What is Company A to do? They have shareholders to answer to, so they are unlikely to maintain jobs that could be phased out or automated. They want employees to feel safe at work, but shifting costs and the paramount virtue of money, money, more money means that profits are priority. They don’t want everyone to be afraid that their job may be eliminated, but who knows what the next wave of tech advancements will bring? Company A needs to be flexible to chase profit where it comes up.
You may note a touch of cynicism in my tone because I am not inherently a capitalist at my core, but I also firmly believe that capitalism can coexist with humanity, when it exists within a strong social contract. For companies, that means honoring the commitment of workers with investment in individuals and communities. Our hypothetical Company A is like many organizations currently reimaging their approach to employee engagement… inclusion… wellness.
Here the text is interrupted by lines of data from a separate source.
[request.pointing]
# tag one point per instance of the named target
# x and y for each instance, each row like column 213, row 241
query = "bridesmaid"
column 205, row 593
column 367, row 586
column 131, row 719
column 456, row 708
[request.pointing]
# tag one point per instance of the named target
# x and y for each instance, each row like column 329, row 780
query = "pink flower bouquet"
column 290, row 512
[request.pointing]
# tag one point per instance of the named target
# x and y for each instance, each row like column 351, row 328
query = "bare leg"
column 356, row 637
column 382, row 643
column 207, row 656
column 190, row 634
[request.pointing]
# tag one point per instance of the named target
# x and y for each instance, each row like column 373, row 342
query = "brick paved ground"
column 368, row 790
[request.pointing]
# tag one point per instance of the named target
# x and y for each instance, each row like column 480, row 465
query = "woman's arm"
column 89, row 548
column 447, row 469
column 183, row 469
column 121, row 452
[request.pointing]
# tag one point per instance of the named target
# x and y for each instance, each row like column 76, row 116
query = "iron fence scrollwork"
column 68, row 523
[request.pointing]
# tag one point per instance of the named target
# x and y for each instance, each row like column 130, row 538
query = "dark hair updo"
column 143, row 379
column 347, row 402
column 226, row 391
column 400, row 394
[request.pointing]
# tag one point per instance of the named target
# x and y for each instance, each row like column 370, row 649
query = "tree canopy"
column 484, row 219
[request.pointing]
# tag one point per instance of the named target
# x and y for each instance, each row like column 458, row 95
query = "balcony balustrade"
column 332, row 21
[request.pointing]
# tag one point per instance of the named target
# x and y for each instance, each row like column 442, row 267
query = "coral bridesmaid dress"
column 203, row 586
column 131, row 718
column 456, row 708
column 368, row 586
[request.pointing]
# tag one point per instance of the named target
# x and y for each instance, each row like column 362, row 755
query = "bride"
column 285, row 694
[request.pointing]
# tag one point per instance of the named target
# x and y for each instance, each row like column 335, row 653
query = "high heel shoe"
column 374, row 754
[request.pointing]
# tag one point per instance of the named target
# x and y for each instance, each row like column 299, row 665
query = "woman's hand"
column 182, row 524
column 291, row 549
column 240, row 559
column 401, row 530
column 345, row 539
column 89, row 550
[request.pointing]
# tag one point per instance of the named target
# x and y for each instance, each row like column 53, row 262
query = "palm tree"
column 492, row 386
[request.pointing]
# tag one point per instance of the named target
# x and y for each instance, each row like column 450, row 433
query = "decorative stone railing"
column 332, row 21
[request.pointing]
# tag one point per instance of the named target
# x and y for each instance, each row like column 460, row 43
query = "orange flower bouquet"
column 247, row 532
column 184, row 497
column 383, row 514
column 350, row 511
Hopefully, over the last four years, Company A’s leadership has moved beyond DEI-as-a-result-of-peer-pressure and has realized that inclusion is effective. Diversity is what drives the innovation that moves us forward and inclusion means that organizations are best poised to foster and harness that innovation. Leaders that understand this power are unlikely to abandoned course, but they may be less invested in the words “diversity,” “equity,” and “inclusion” than they are the goals that they have outlined. They may want to change language in order to side-step the politicization of “DEI,” so they aren’t distracted by external pressure. (See SHRM’s statement about their decision to drop “equity” from DEI.)
And they may have a more comprehensive view of the employee experience than they previously did, so they recognize that inclusion is integral to wellness.
So, back to that question of language: does shifting language mean that the investment is shallow or insincere? Not necessarily. Changing language could very well move the work forward and tying inclusion efforts to well-being in a coordinated effort may ultimately make the work more effective (even if it means a shift in the financial commitment to DEI specifically). Putting fewer dollars into inclusion or wellness doesn’t necessarily mean that a company isn’t committed. Sometimes fewer dollars better spent is more effective. Sometimes it means that the company is finally implementing those dollars strategically.
What really matters is whether well-being is strategically integrated to establish a culture of inclusion and to address barriers to psychological safety. Wellness cannot address “health” without an honest acknowledgement of the ever-shifting landscape of work and the impact of restructuring. Employees are not “well,” if they cannot feed their families and feel secure in their housing, and no wellness initiative will succeed if it believes its responsibility to employees ends when they walk out the door or sign off of Teams.
But wellness initiatives that bolster the organization’s role in the great social contract could very well be what carry us all through this period of uncertainty and ensure that inclusion efforts begun over the last four years are not washed away but rather focused on fostering our collective well-being.